When photographing newborns, I’m always looking for ways to get variety.
Traditional ways to do this include changing the pose, changing the props, or using different angles.
Another way to get variety, and one that I use frequently, is to change up how you use your light source.
45 degree angle portrait lighting
The typical lighting used with newborns is a 45 degree angle light. It is soft, sweet, and beautiful on babies.
I tend to start the photos I take somewhere between 45 and 90 degrees. I prefer that a little better than true 45 degrees.
So don’t get too caught up in trying to place baby exactly 45 degrees from the light source. I find it most effective to pay attention to how the light is landing on baby’s face and tweak as necessary until I love what I see.
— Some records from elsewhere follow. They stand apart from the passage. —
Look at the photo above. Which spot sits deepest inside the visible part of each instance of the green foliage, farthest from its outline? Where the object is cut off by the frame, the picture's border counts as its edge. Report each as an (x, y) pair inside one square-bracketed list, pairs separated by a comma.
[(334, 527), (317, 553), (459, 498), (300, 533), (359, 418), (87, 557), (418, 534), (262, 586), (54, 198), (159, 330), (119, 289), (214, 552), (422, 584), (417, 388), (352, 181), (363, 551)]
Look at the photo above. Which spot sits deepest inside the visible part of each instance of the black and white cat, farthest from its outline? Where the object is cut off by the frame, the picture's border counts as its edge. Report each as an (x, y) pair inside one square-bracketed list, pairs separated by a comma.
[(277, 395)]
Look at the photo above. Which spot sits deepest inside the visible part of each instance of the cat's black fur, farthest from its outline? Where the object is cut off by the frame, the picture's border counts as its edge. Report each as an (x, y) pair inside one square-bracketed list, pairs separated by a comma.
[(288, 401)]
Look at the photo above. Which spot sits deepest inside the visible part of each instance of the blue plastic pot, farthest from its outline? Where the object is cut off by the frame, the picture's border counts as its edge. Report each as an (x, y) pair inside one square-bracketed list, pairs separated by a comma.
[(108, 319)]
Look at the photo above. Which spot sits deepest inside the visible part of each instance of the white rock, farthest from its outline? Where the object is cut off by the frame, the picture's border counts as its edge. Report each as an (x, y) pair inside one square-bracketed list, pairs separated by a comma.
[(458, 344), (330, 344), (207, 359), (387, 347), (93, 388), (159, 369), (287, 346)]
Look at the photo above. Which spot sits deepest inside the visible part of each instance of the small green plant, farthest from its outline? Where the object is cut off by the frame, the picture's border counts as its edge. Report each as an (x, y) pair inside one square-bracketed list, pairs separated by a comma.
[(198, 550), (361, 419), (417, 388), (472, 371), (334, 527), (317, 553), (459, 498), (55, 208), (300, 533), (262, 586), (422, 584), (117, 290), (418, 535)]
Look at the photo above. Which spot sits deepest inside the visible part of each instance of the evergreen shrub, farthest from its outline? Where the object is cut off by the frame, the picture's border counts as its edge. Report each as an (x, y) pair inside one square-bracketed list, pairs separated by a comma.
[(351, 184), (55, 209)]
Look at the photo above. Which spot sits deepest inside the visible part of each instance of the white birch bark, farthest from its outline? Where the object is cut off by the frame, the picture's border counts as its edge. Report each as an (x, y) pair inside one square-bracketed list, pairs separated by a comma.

One thing I want to point out about this particular image, is the light that is kissing baby’s cheek on camera right. It’s forming a bit of a triangle. This is referred to as a Rembrandt triangle and can be a very desirable look. My “drawing” skills aren’t the best, but I’ve outlined it so it can be more easily seen.
Regardless of whether you see this triangle, you always want to look for a “kiss” of light on the baby’s cheek that is farthest from the light.
Shooting from the shadows
Another beautiful way to light and add amazing depth to your images is to shoot from the shadows. It creates a moodier look which can work well particularly in cases where you want to elicit emotions.
For example, in this image, I was standing out in the very dark hallway and the only light was coming from the window behind them. I did need to lighten their faces a bit in Lightroom but I loved how the light coming in behind them added to the emotion of the image.
This is also a technique I often use when I am using my macro lens (the Nikon 60mm macro). When it comes to newborn macro, I want to see every single detail of those fingers, toes, or whatever I happen to be capturing. Shooting from the shadows makes that possible by facilitating a beautiful relationship between light and shadows, showcasing those little wrinkles and flakes that fade so quickly.
In this next image I was leaning into the shadows. That, combined with the darker background color work together to not only add depth, but to showcase this little one’s sweet face.
Shooting from the light side
If you want to get variety without moving your little subject at all, one thing you can do is take some photos from the shadows and then move over to the “light” side, and take some from that direction as well.
Here is an example of the same baby but first photographed as I leaned towards the light and then as I stood on the shadow side. As you can see, it creates a totally different look.
Your emotional response is probably different looking at each of these images, too! Note that the changes to the setup and baby are very subtle.
Side lighting is one of my favorite ways to light a baby during a session. I personally find it more interesting than 45 degree lighting as it adds more contrast and depth to the image. However, that is simply my own style and preference. There is no one best way!
When side lighting a baby, I’ll place their head parallel to the light so that one side is clearly light while the other is more in shadows. It’s similar to the 45 degree lit image I showed but as you can see, the shadows are more defined.
There are many ways to use lighting when photographing a baby and this only covers a handful!
My best advice is to experiment as much as possible. Alter where you stand in relation to your subject without changing anything else and take note of how the light changes when doing so.
And don’t be afraid to rotate the angle of the baby slightly until you love what you see! The best way to find your favorite lighting style is to experiment and practice and you’ll most certainly find the light that speaks to your soul!